- Date: 22 – 27 June
- Edition: 1st
- Surface: Clay
- Location: Plovdiv, Bulgaria

Champions

Singles
- Iñaki Montes de la Torre

Doubles
- Jarno Jans / Niels Visker
- Plovdiv Challenger · 2026 →

= 2026 Plovdiv Challenger =

The 2026 Plovdiv Challenger was a professional tennis tournament played on clay courts. It was the first edition of the tournament which was part of the 2026 ATP Challenger Tour. It took place in Plovdiv, Bulgaria between 22 and 27 June 2026.

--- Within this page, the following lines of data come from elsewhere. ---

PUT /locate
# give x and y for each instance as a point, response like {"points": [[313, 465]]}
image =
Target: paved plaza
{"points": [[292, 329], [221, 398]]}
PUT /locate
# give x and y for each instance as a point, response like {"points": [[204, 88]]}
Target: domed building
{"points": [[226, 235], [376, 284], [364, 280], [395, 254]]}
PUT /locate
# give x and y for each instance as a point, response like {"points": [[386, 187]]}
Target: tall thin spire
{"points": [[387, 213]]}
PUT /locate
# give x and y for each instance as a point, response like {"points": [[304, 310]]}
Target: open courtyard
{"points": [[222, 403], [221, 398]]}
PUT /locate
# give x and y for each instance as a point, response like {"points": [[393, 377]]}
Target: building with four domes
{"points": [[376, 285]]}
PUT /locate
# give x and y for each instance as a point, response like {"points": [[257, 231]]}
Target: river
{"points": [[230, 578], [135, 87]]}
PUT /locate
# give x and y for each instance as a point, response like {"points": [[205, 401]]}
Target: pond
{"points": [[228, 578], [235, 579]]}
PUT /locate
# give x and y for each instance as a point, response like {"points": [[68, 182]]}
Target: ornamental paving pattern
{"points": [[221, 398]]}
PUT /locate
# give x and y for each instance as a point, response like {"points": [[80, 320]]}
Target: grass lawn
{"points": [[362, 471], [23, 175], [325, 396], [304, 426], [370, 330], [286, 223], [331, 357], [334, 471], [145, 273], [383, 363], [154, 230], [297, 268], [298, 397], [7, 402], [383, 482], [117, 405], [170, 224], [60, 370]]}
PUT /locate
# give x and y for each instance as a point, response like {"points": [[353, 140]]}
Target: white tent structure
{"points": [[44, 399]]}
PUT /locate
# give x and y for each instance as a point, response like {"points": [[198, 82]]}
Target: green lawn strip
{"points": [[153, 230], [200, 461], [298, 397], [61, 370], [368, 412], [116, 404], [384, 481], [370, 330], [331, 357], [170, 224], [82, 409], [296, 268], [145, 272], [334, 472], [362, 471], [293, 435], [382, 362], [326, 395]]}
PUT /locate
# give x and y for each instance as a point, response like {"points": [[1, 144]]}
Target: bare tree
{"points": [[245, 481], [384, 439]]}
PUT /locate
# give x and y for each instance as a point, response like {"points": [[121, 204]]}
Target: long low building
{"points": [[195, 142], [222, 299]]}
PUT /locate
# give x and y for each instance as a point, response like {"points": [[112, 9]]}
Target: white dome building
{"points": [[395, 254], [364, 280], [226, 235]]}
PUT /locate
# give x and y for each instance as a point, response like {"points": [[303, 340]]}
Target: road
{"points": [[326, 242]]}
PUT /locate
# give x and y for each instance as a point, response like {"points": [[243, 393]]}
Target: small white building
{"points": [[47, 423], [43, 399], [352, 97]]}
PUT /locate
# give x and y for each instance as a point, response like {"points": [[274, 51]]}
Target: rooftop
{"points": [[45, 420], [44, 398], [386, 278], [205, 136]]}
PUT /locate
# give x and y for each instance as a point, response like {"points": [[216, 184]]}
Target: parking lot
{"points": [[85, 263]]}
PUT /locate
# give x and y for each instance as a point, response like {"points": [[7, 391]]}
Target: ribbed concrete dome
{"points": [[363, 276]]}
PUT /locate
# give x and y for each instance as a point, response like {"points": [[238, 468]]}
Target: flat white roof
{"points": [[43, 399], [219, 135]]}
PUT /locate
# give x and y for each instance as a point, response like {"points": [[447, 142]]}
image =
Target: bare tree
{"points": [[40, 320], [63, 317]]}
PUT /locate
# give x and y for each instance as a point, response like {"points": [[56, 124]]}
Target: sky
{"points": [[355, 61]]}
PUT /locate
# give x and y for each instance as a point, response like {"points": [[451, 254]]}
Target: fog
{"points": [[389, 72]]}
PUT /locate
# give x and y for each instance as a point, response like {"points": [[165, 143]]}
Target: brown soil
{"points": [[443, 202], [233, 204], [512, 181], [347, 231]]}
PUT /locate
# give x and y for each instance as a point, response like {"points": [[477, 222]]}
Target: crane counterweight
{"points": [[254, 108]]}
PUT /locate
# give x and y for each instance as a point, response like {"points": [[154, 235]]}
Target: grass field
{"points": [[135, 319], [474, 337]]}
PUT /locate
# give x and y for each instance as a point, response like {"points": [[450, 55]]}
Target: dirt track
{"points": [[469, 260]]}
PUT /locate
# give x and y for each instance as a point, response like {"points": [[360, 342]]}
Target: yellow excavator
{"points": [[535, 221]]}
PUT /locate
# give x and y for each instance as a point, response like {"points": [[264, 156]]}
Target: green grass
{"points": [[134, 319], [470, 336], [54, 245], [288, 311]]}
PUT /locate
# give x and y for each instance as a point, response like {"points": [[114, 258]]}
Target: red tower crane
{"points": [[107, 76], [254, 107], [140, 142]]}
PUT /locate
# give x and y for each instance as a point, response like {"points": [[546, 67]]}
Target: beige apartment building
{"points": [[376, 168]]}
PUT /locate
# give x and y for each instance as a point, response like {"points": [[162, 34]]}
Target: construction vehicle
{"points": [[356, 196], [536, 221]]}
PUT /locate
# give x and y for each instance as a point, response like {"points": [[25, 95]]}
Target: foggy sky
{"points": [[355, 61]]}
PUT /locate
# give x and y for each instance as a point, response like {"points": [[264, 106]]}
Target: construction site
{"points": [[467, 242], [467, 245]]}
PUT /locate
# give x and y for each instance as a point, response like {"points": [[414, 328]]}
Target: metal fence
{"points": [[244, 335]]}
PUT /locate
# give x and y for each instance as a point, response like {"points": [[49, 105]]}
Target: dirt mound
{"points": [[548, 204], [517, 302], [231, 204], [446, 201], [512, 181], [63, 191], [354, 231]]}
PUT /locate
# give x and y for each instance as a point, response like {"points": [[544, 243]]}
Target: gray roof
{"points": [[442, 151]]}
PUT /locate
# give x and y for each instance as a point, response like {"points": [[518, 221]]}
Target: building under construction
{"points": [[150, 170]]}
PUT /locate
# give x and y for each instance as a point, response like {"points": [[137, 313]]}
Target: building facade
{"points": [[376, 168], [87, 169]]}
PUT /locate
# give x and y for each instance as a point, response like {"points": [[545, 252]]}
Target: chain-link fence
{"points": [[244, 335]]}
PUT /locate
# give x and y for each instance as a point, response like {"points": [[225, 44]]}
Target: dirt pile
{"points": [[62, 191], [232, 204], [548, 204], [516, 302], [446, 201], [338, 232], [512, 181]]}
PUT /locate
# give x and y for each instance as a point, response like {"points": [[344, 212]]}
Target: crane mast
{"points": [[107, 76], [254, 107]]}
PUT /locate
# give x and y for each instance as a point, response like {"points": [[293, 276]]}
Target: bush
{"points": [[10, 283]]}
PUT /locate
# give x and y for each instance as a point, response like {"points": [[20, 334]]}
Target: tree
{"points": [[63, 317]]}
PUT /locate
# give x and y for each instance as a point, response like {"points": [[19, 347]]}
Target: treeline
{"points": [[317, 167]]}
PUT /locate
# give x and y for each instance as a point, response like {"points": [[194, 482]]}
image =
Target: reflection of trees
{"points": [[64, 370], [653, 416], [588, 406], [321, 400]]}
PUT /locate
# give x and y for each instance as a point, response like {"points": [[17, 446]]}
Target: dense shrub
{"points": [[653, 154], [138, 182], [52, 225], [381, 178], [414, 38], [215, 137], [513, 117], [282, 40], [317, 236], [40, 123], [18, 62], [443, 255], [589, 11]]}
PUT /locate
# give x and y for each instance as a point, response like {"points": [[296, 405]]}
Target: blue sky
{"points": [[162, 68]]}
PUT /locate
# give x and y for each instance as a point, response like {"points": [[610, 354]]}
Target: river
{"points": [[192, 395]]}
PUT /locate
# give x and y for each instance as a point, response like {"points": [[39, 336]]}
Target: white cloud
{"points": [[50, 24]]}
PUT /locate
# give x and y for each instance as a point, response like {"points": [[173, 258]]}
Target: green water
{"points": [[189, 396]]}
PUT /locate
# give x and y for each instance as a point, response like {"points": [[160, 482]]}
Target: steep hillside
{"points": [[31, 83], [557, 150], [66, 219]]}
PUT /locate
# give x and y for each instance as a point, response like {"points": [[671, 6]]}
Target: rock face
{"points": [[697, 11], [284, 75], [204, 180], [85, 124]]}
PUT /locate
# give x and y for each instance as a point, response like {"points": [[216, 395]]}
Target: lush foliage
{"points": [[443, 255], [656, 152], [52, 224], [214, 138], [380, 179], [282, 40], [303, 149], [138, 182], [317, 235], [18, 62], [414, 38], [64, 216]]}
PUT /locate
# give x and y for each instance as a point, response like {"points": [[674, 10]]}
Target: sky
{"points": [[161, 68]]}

==Singles main-draw entrants==
===Seeds===

| Country | Player | Rank^{1} | Seed |
|---|---|---|---|
| RSA | Philip Henning | 252 | 1 |
| CZE | Maxim Mrva | 287 | 2 |
| USA | Dali Blanch | 291 | 3 |
| POL | Daniel Michalski | 303 | 4 |
| ESP | Iñaki Montes de la Torre | 309 | 5 |
| FRA | Matteo Martineau | 333 | 6 |
| AUT | Sandro Kopp | 337 | 7 |
| SRB | Ognjen Milić | 359 | 8 |

- ^{1} Rankings are as of 15 June 2026.

===Other entrants===
The following players received wildcards into the singles main draw:
- BUL Yanaki Milev
- BUL Iliyan Radulov
- BUL Alexander Vasilev

The following player received entry into the singles main draw using a protected ranking:
- NED Gijs Brouwer

The following player received entry into the singles main draw through the Junior Accelerator programme:
- ESP Andrés Santamarta Roig

The following player received entry into the singles main draw as an alternate:
- NED Niels Visker

The following players received entry from the qualifying draw:
- ITA Lorenzo Angelini
- UZB Nikita Belozertsev
- POL Tomasz Berkieta
- BUL Dinko Dinev
- AUS Thomas Fancutt
- ESP Imanol López Morillo

==Champions==
===Singles===

- ESP Iñaki Montes de la Torre def. AUT Sandro Kopp 7–6^{(7–5)}, 3–6, 7–6^{(10–8)}.

===Doubles===

- NED Jarno Jans / NED Niels Visker def. AUS Thomas Fancutt / NZL Ajeet Rai 6–4, 7–5.